The zip file is now unpacked. Let us now compile the code. ALWAYS have a look at the README file for this.

$ cd transpose-2.0
$ head README
To Compile:
	gcc transpose.c -o transpose
To Install - Just copy into your path. e.g.:
	cp transpose /usr/local/bin/
$ cd src/
$ sudo gcc transpose.c -o transpose

The program gcc compiles the human readable code in the file transpose.c and produces a binary file out of it, called transpose.

We can now run the binary file from within the directory.

$ ./transpose --help
       Description:     
	This software is released under the GPL license
	Reshapes delimited text data - amongst other things, it can transpose a matrix of plain text data.

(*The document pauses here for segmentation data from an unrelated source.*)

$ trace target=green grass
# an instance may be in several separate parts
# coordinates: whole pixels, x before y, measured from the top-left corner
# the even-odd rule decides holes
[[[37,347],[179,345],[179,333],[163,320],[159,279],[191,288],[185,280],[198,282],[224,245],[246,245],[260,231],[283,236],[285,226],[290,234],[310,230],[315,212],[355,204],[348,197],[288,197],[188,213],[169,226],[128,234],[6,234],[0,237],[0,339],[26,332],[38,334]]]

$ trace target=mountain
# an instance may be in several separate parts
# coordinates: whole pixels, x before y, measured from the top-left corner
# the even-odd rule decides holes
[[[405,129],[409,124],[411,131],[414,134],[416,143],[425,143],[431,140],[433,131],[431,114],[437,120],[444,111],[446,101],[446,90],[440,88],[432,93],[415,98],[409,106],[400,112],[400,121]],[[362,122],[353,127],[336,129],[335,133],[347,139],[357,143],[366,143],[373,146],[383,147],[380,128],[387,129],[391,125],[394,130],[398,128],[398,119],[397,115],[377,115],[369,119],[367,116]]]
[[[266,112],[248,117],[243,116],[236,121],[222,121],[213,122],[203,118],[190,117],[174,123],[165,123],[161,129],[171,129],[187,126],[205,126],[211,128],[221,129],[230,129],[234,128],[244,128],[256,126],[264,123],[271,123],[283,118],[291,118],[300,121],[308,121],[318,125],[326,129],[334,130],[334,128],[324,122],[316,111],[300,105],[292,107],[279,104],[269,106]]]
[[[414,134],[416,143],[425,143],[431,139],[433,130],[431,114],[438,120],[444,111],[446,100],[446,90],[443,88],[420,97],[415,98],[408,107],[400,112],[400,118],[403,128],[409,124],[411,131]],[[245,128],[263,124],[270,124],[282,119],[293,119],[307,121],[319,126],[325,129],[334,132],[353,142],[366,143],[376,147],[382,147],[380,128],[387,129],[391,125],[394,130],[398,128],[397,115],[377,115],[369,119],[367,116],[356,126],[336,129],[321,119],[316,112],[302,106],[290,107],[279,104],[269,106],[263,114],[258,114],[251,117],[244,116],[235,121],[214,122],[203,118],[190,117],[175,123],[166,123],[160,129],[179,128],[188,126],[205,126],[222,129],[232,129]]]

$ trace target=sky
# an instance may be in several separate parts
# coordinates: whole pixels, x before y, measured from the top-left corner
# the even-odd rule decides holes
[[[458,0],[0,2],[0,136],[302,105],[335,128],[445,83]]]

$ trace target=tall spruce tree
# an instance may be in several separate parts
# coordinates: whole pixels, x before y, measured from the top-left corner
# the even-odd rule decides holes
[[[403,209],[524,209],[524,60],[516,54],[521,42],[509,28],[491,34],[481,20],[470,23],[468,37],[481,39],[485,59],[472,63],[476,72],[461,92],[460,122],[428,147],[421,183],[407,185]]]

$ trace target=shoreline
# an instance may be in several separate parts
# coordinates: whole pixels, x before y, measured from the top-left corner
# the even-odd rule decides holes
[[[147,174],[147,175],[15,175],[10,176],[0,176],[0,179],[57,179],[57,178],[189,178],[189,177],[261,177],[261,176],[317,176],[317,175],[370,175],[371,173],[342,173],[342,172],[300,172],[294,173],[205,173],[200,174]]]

Create a symbolic link to the newly created binary to /usr/local/bin. This directory collects binaries/commands to be used on the command line.

$ sudo ln -s /opt/transpose-2.0/src/transpose /usr/local/bin
$ which transpose 
/usr/local/bin/transpose

keypoints Key points

  • Where can I find my files
  • What are useful commands for file system operations

congratulations Congratulations on successfully completing this tutorial!